We're hitting the database with a single thread, the average response time is for the web service is 16ms, but we're seeing 11 spikes of about 1 seconds or higher (amongst about 11,000 calls in 5 minutes). Introscope is telling us that about half these spikes are caused by "select 1 from dual" (which the Websphere connection pool uses to validate the connection).

On the database side, we've traced the sessions created by the Websphere connection pool, and none that does not indicate any spikes inside the database.

Any ideas/suggestions on what could be causing these spikes?

EDIT:

Our connection pool is set up with 20 connections, and monitoring is showing that only one connection is used.

EDIT2:

We've upgraded our Oracle JDBC driver to 10.2.0.5 with no difference.


Solution

  • The answer to this problem ended up not being related to WebSphere or Oracle but was a good old fashioned network configuration problem which resulted in TCP retransmission timeouts between the WebSphere server and the Oracle RAC cluster.

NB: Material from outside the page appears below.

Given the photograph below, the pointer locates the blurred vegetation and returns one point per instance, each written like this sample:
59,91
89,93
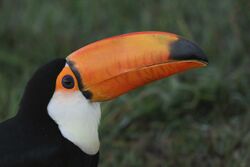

    In order to arrive at that diagnostic I was looking at the output of netstat -p tcp before and after a test run and found that the

    retransmit timeouts
    

    stat was increasing. Now the Retransmission Timeout Algorithm configuration can be viewed using:

    $ no -a
    ...
                     rto_high = 64
                   rto_length = 13
                    rto_limit = 7
                      rto_low = 1
    

    Which indicates that the retransmission timeouts will take between 1 and 64 seconds and will back-off increasingly, which explains why we've been seeing spikes of 1 second, 2 seconds, 4 second, 10 seconds and 22 seconds but nothing away from these peaks (i.e. no 6 second spike).

    Once the network config was fixed, the problem went away.